Although current RT3D ultrasound can offer 20–25 frames per second, as reported in the acquisition set up of the data used in this paper, the actual number of frames per cardiac cycle is limited by the heart rate as well. In most clinical settings, RT3D ultrasound usually can provide 16–20 frames per cardiac cycle. Under animal experiments, especially during some depressed situations such as open chest experiments, the heart rate increases to 110–130 bpm on average so that actual frames available in one cardiac cycle become limited. Moreover, current 3D technology cannot reach a frame rate above hundred frames per second as in 2D echocardiography. These screening constraints remain limiting factors in the application of RT3D ultrasound for motion analysis. Moreover, this limitation is not an intrinsic limitation for the region-based tracking but rather a limitation of current RT3D ultrasound technology. Region-based tracking can work with higher frame rate as well. As the advances of RT3D ultrasound technology, the performance of the proposed framework will also be expected to improve given the higher temporal resolution of the data.

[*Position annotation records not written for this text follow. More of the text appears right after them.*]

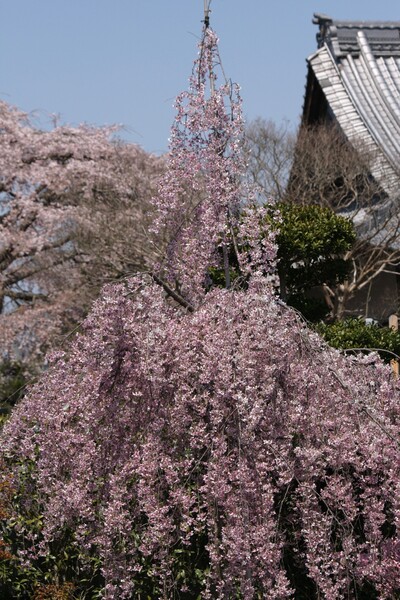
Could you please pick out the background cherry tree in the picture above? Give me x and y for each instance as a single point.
(199, 441)
(74, 210)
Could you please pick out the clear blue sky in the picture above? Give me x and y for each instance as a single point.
(124, 61)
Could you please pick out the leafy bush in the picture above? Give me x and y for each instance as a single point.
(355, 334)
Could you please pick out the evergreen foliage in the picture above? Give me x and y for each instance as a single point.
(198, 443)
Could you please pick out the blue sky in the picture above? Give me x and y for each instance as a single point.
(124, 61)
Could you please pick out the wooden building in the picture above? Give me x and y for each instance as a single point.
(353, 81)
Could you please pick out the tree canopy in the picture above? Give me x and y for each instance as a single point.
(198, 442)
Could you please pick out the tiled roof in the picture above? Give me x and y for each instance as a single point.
(357, 66)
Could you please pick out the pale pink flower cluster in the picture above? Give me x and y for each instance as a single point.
(234, 425)
(230, 434)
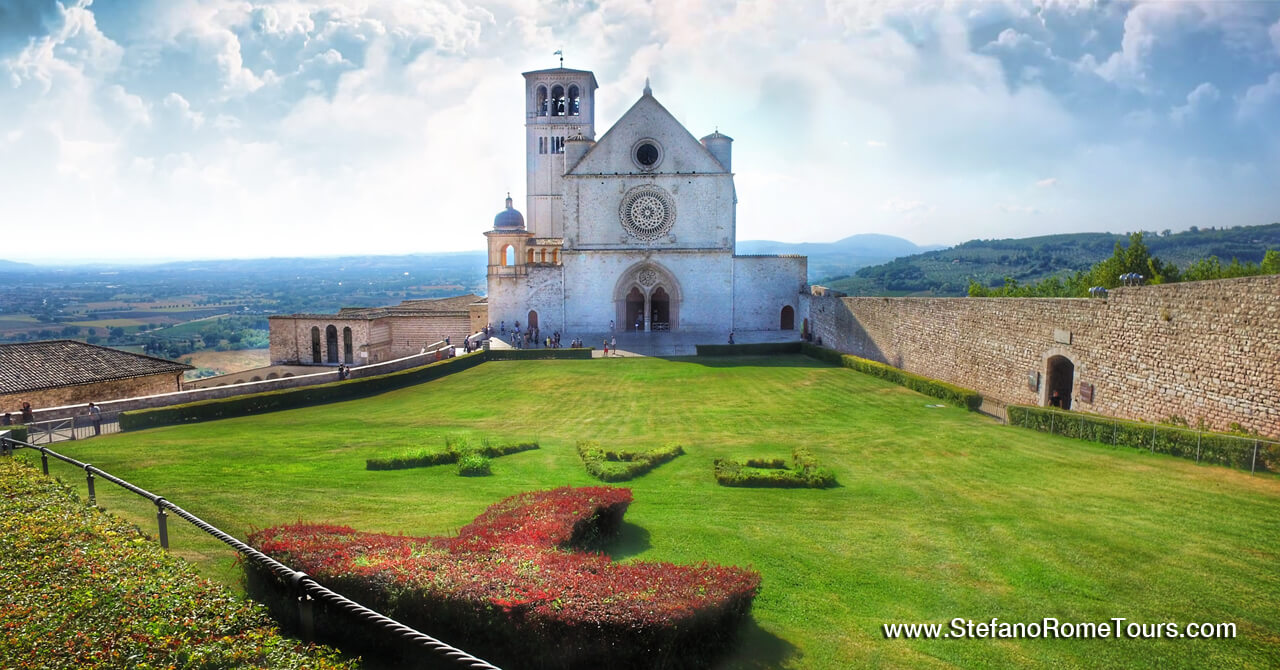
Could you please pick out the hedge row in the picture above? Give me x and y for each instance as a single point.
(805, 472)
(83, 589)
(453, 452)
(1217, 449)
(952, 393)
(539, 354)
(513, 588)
(288, 399)
(755, 349)
(615, 465)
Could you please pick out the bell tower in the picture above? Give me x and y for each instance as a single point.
(560, 103)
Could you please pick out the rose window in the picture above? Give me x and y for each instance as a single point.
(648, 212)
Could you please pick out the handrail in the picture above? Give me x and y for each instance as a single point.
(309, 589)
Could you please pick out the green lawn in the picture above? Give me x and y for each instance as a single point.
(940, 513)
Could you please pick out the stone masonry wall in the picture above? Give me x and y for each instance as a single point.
(1198, 351)
(101, 392)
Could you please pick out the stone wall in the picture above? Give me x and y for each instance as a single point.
(1194, 351)
(81, 395)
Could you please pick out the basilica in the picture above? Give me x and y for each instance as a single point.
(635, 229)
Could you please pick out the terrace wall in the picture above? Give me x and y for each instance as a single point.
(1197, 351)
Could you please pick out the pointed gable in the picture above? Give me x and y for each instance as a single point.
(681, 151)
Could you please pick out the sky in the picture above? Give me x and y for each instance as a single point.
(248, 128)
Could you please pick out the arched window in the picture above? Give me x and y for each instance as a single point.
(542, 101)
(575, 101)
(330, 340)
(557, 100)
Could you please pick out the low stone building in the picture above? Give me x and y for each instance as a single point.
(64, 372)
(360, 336)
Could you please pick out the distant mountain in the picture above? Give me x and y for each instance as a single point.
(840, 258)
(1031, 259)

As pointed out in (Bland and Altman 1986), regression analysis alone is not sufficient to validate the performance of novel clinical measurements such as region-based tracking of the endocardium. For this reason, statistical analyses including t-test and power analysis were also included in the evaluation of our method, which all yielded consistent results.

Lastly, this study was focused on validating the tracking ability of the region-based tracking algorithm. The displacement field, a by-product of the tracking, also provided novel 4D dynamic cardiac information that may be useful for analyzing RT3D ultrasound data. Detailed discussion on this extension of the method can be found in (Duan, Angelini 2007, Duan, Angelini 2006, Duan, Angelini 2005).

Conclusion

A correlation-based tracking method was evaluated for its ability to track the LV endocardial surface over the entire cardiac cycle in RT3D ultrasound after being initialized with manual segmentation of the ED frame. Endocardial surface geometries obtained from manual segmentation and region-based tracking were compared at every time frame in the cardiac cycle. This geometric comparison was mapped and results were promising, showing that region-based tracking closely followed the endocardial surface throughout the entire cardiac cycle on 444 data frames. There was a strong correlation between region-based tracking and manual tracing. Statistical analysis showed that tracking errors were within the range of inter-observer variability with manual tracing by expert cardiologists. Moreover, our algorithm performed well both on normal and ischemia data, suggesting that our method may be valuable for clinical applications where abnormal wall motion may be present. This study showed that region-based tracking can accurately track the LV endocardial surface, yielding dynamic information from RT3D ultrasound data and provides automated dynamic interpolation between segmented endocardial surfaces.